This is is the report of a survey, commissioned by the US Conference of Catholic Bishops, and conducted by the Center for Applied Research in the Apostolate (Georgetown University)
It was released September 2012.
Although many speak of priest shortages and steep declines in the number of men and women religious, the survey reveals that there is no shortage of individuals who seriously consider these vocations among never-married Catholics in the United States. Three percent of men say they have “very seriously” considered becoming a priest or religious brother and 2 percent of women indicate they have “very seriously” considered becoming a religious sister. This is equivalent to 352,800 never-married men and 254,800 never-married women. Millions of never-married Catholics are estimated to have considered these vocations at least “a little seriously” based on the survey results
This study identifies subgroups in the never-married Catholic population—including teens and adults—and compares those who have considered a vocation at least “a little seriously” to those who say they have not considered this or who say they did so, but not seriously. Overall, 12 percent of male respondents say they considered becoming a priest or brother at least a little seriously.
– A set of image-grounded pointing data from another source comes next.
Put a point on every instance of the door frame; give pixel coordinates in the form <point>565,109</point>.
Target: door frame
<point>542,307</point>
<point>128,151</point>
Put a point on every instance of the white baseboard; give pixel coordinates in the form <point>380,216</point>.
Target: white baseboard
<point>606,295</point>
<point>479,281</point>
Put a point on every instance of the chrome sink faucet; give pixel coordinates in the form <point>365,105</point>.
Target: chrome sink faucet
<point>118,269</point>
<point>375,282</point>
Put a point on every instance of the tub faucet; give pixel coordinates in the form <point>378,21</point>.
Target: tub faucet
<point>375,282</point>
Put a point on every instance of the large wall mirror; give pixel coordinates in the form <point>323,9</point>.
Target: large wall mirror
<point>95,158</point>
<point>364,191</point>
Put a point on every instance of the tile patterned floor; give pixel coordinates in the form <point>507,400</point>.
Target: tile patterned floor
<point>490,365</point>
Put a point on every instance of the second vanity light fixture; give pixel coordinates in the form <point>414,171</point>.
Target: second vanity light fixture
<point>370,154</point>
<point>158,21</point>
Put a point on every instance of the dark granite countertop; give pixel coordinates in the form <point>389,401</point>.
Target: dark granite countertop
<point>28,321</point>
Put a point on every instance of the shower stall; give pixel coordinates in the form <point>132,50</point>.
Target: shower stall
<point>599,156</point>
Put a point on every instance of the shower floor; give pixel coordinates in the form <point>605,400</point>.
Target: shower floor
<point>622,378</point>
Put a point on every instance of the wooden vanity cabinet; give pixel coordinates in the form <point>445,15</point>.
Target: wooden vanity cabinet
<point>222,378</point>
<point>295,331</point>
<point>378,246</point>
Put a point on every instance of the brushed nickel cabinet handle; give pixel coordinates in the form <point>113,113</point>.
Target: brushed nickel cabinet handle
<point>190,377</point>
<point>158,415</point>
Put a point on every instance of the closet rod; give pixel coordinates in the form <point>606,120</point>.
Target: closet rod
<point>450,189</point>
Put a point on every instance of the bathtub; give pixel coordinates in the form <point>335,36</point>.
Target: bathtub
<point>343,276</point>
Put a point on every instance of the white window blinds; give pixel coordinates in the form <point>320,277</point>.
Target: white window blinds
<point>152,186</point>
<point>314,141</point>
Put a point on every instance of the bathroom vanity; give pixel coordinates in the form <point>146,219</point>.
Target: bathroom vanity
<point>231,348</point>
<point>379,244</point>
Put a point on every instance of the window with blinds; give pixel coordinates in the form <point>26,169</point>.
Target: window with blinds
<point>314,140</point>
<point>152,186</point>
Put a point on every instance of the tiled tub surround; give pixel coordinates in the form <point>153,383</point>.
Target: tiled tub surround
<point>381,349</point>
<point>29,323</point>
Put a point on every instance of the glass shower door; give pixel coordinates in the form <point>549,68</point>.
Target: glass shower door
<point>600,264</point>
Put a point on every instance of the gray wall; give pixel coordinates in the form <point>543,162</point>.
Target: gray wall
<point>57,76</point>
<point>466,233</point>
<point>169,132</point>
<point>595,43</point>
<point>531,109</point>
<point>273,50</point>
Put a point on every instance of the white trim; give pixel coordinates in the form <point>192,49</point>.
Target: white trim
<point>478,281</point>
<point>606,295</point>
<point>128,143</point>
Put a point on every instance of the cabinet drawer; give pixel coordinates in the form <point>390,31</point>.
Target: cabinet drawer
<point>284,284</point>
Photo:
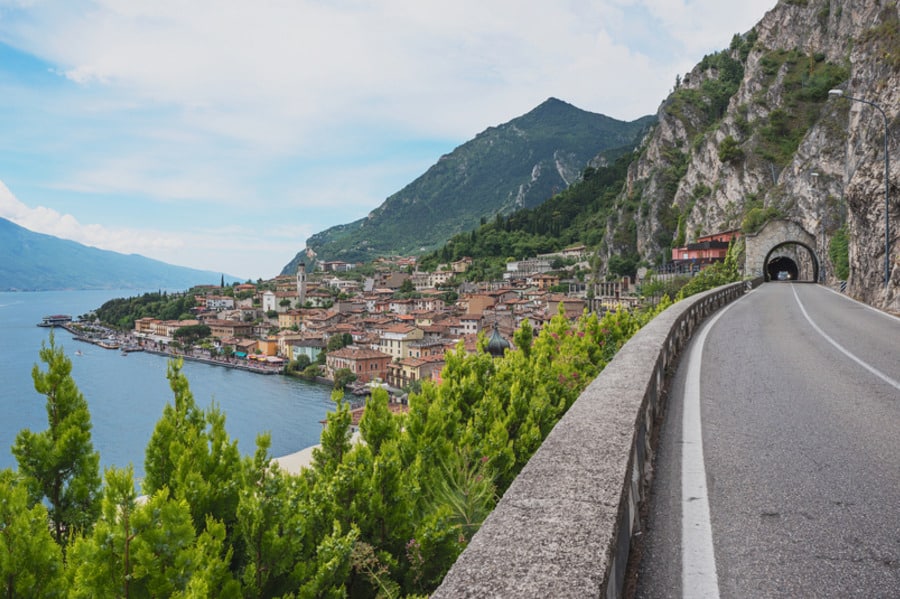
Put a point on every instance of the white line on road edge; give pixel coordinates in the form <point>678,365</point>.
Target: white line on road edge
<point>698,559</point>
<point>840,347</point>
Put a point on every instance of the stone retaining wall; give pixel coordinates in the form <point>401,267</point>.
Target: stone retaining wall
<point>563,529</point>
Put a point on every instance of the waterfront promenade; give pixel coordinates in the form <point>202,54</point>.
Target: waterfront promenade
<point>127,343</point>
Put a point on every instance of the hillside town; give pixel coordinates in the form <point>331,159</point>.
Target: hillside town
<point>392,328</point>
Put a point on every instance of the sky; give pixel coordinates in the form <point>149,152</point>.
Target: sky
<point>221,134</point>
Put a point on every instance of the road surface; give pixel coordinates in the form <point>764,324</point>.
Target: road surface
<point>778,472</point>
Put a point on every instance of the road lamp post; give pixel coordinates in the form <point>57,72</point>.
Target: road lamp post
<point>839,93</point>
<point>821,253</point>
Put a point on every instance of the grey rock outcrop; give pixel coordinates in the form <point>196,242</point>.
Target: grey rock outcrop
<point>781,146</point>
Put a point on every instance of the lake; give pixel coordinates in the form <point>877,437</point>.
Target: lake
<point>126,394</point>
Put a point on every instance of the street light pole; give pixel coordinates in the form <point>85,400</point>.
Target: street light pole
<point>839,93</point>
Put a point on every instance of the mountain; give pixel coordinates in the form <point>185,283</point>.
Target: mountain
<point>32,261</point>
<point>739,139</point>
<point>519,164</point>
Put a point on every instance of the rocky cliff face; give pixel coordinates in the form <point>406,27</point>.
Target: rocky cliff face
<point>752,133</point>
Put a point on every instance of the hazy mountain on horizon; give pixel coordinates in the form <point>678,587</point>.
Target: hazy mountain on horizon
<point>518,164</point>
<point>31,261</point>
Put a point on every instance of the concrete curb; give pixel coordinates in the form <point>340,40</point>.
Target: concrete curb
<point>563,529</point>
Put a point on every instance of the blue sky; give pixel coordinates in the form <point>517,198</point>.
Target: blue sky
<point>220,134</point>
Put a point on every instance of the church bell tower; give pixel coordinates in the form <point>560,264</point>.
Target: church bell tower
<point>301,284</point>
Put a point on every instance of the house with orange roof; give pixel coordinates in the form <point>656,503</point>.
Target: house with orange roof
<point>366,364</point>
<point>395,339</point>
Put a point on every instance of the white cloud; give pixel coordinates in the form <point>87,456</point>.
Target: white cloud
<point>49,221</point>
<point>288,116</point>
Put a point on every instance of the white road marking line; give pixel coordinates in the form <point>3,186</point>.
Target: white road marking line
<point>698,559</point>
<point>839,347</point>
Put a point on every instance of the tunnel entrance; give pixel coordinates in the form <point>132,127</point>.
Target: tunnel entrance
<point>791,261</point>
<point>782,268</point>
<point>782,246</point>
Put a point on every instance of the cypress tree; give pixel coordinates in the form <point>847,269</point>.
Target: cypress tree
<point>59,465</point>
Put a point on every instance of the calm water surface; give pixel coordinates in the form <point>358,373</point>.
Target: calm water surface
<point>126,394</point>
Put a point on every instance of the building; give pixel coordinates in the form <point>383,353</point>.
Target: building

Ten percent of female respondents say they considered becoming a religious sister at least a little seriously. .
Some of the sub-groups which are more likely to have persons considering vocations are obvious, such as attending Mass weekly. Others are more intriguing, such as parents who talk about religion at least once per week or participate in group devotion.
The same factors seem to predict male interest in vocations as well as female interest in vocations.